Electing judges is a bad idea

Slate has a good article out that describes and criticizes recent efforts to replace the merit selection of judges in many states with partisan elections.

It’s no secret that many chambers of commerce and trade associations and their foes, plaintiffs’ attorneys and unions, have become the Itchy and Scratchy of judicial campaigns, willing to do whatever it takes to prevail. Since 2000, these rivals have spent millions to elect judges that they hope will rule their way, smashing funding records in at least 15 states. (As an Ohio AFL-CIO official put it: “We figured out a long time ago that it’s easier to elect seven judges than to elect 132 legislators.”) In the last few election cycles, businesses have outspent the other side and won more often than not. But the specter of judges chasing after money unnerves the public: three in four Americans believe campaign cash affects courtroom decisions, according to a bipartisan poll that my organization, Justice at Stake, commissioned. The latest John Grisham thriller casts a toxic tycoon buying a court race just to win a case.

Justice is supposed to be blind, but in some states, she may appear to be for sale

Justice is supposed to be blind, but in some states she appears to be for sale

According to Wikipedia, the judges of 23 state supreme courts are chosen by the voters in elections; seven of those states have partisan elections and the other 16 have nonpartisan elections (often just meaning that the candidate’s political party is not listed on the ballot).  In five states supreme court judges are elected by members of the legislature; eight states use gubernatorial appointments, with confirmation by one or more houses of the legislature and/or a retention election; and 14 states use the Missouri plan or a modified version thereof.  The Missouri Plan involves a nominating commission which submits the names of several qualified candidates for the governor to select from.  The appointee then must then face a retention election.

If a judge is well qualified, retention elections usually result in no campaigning or fundraising and he or she is typically retained in office with 85-90% of the vote.  However, in the event of an unsuitable judge the public can organize a campaign against him or her and seek to oust the jurist.  Even the risk of this happening could embarrass the governor, hopefully providing another incentive to choose a well qualified judge and not a partisan hack or lackey.

While okay with retention elections, retired Associate Justice of the Supreme Court Sandra Day O’Connor has recently been speaking out in opposition to contested judicial elections.
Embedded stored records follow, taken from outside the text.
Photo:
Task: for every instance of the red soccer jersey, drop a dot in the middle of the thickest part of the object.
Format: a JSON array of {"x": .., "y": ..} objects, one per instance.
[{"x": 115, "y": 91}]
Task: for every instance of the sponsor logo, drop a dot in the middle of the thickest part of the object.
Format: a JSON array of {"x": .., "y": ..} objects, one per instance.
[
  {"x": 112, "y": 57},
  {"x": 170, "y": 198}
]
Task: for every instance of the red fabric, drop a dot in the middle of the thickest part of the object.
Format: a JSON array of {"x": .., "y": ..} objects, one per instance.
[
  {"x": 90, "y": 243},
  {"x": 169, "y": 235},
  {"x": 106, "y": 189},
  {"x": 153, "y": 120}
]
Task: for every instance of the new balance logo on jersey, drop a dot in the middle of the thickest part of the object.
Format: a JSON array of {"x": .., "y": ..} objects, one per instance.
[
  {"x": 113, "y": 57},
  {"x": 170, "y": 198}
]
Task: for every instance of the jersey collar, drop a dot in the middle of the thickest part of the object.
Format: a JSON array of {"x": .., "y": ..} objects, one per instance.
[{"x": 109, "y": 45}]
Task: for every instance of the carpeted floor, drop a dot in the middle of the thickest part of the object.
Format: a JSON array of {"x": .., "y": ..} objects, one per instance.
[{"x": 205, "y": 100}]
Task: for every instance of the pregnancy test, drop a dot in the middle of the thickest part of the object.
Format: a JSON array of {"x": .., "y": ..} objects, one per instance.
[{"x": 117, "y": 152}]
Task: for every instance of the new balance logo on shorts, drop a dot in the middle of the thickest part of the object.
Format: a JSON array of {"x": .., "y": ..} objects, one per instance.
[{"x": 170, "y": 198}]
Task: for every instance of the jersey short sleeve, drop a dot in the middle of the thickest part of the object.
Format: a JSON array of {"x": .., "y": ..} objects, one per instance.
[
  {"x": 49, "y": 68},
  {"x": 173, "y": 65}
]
She has argued that the presence of money and special interests in elections, even when they do not interfere with the administration of justice, can undermine public confidence in judges, which is vitally needed in order for judges to be effective. “Our gavels aren’t that big and we can’t swing them that hard,” she said.  Watch her briefly discussing the matter here and here, where she calls it the worst thing about how we select our judges.

Those jurisdictions that have recently opposed efforts to abandon merit selection for contested elections have made good decisions.  Electing judges is a bad idea, as are confirmation hearings; but that’s another issue.